Nann A. Fangue , Department of Wildlife, Fish, and Conservation Biology, University of California, Davis, Davis, CA
Anthony P. Farrell , Zoology Department, University of British Columbia
Christine Verhille , Department of Wildlife, Fish, and Conservation Biology, University of California, Davis, Davis, CA
Dennis E. Cocherell , Wildlife, Fish and Conservation Biology, University of California, Davis
Karl English , LGL Ltd, Sydney, BC, Canada
Oncorhynchus mykiss and other fishes can adjust to local thermal conditions. This study tested the hypothesis that the Tuolumne River O. mykiss population below La Grange Diversion Dam is locally adjusted to the relatively warm, summer river conditions. Wild juvenile O. mykiss (100-160 mm fork length) were locally caught, tested, and returned safely within one day of capture to the Tuolumne River.
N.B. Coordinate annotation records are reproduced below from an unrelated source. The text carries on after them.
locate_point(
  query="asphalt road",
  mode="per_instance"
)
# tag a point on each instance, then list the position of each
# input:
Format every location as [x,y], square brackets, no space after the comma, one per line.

We used swim tunnel respirometers to measure the fish’s basic oxygen requirement (routine metabolic rate; RMR) and maximal oxygen demand when it swam maximally (maximum metabolic rate; MMR). In total, 44 individual fish were tested at temperatures from 13°C to 25°C and paired measurements of RMR and MMR were obtained for 37 fish. We calculated absolute aerobic scope (AAS=MMR-RMR), which is the capacity of each fish to supply oxygen to tissues above and beyond a basic routine need.  The AAS and factorial aerobic scope (FAS = MMR/RMR) were used to define the optimum thermal range for the Tuolumne River O. mykiss.  With this approach we apply the basic tenet that every activity of a fish requires oxygen above a basic need and that salmonids have evolved to maximize their oxygen supply to fuel muscles during exhaustive swimming.